# Complex Analysis/Sample Midterm Exam 2

1. Restrict $-\pi <\arg(z)\leq \pi$ , and take the corresponding branch of the logarithm:

a.$\log -1-i{\sqrt {3}}$ b.$1^{7+i}$ c. Find all 4 roots of ${\sqrt {2}}+i{\sqrt {2}}$ d $\left|e^{\log(2)+i\log({\sqrt {2}})}\right|$ 2. State the Cauchy-Riemann equations for a complex valued function $f(z)$ . If you use symbols other then $f$ and $z$ indicate how they relate to these quantities.

3. State whether the give function is holomorphic on the set where it is defined.

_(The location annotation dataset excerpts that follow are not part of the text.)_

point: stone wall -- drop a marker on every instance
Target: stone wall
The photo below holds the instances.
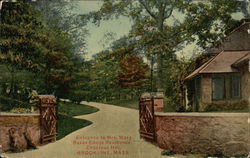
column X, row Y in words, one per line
column 19, row 131
column 208, row 133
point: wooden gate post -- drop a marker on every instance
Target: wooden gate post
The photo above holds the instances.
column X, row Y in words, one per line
column 48, row 118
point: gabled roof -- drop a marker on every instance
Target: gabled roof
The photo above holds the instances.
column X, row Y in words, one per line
column 242, row 61
column 222, row 63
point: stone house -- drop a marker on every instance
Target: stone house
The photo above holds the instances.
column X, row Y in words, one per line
column 223, row 81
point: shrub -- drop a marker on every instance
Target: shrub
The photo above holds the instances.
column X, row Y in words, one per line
column 242, row 105
column 20, row 110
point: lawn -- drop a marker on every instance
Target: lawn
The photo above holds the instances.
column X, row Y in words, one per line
column 66, row 124
column 132, row 103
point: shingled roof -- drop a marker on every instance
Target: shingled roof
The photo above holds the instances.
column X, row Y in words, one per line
column 224, row 62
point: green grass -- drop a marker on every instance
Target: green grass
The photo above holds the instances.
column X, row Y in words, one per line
column 132, row 103
column 66, row 124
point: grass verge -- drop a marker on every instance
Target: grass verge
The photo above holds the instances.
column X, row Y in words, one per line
column 66, row 124
column 132, row 103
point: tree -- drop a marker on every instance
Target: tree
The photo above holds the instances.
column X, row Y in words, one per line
column 28, row 43
column 21, row 40
column 158, row 38
column 60, row 14
column 133, row 71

a. $\displaystyle 2z+2z^{2}-{\frac {1}{z}}$ b. Let $z=x+iy$ and let $f(z)=e^{ix}$ .
c. $zg(z)$ where $g(z)$ satisfies $\displaystyle {\frac {\partial }{\partial {\bar {z}}}}g(z)=0$ d. $|z|$ 4. Let $\gamma :[a,b]\to \mathbb {C}$ be a simple closed curve so that $z=0$ lies in the interior of the region bounded by $\gamma$ .

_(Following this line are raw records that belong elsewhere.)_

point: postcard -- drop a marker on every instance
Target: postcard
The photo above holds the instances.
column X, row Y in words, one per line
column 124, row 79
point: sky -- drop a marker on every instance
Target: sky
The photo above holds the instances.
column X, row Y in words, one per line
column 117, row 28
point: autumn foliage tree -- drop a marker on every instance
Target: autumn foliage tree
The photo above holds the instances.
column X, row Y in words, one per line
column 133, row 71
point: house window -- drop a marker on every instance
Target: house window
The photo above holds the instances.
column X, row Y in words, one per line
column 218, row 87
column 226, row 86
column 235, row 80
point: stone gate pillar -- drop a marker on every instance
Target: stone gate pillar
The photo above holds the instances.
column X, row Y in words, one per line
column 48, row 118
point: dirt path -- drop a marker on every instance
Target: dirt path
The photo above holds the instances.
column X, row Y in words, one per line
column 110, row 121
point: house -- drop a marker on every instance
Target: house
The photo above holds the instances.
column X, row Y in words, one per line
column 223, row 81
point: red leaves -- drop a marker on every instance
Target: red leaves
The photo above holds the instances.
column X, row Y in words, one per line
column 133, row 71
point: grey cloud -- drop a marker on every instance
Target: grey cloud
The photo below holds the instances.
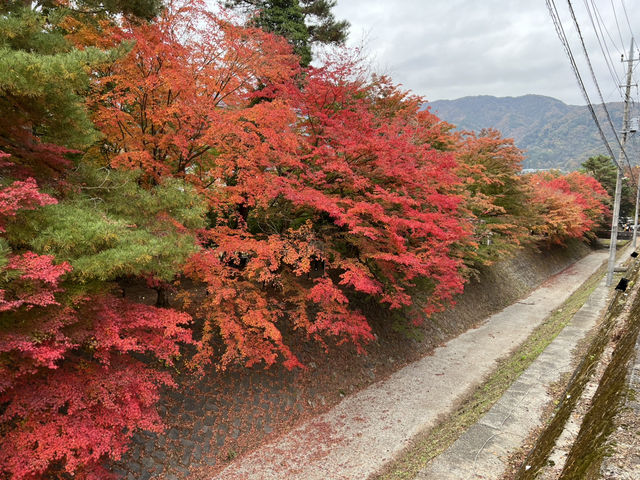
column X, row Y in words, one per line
column 453, row 48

a. Suppose $n\geq 0$ and compute
$\oint _{\gamma }z^{n}\,dz,$ simply writing the correct value without any explanation will not receive credit.
b. We now consider the case corresponding to $n=-1$ . Please compute
$\oint _{\gamma }z^{-1}\,dz,$ c: Now suppose $n\leq -2$ and compute
$\oint _{\gamma }z^{n}\,dz.$ 5. Let $\gamma :[0,2\pi ]\to \mathbb {C}$ be given by $\gamma (t)=6e^{it}$ . Calculate $\displaystyle \oint _{\gamma }{\frac {\cos \zeta }{\zeta +\pi }}\,d\zeta$ 6. Let $u(x,y)=x^{2}-y^{2}$ find a function $v(x,y)$ so that $f=u+iv$ is holomorphic in the complex plane and $v(0,0)=1$ .

7.

a. Using the limit characterization of the complex derivative show that ${\bar {z}}$ is not holomorphic.
b. On the other hand show that if ${\frac {\partial }{\partial z}}{\bar {z}}=0$ .
c. Do parts (a) and (b) contradict each other, explain why or why not.

8. State Cauchy's integral theorem, and intuitively what you need to know about the function, domain and contour.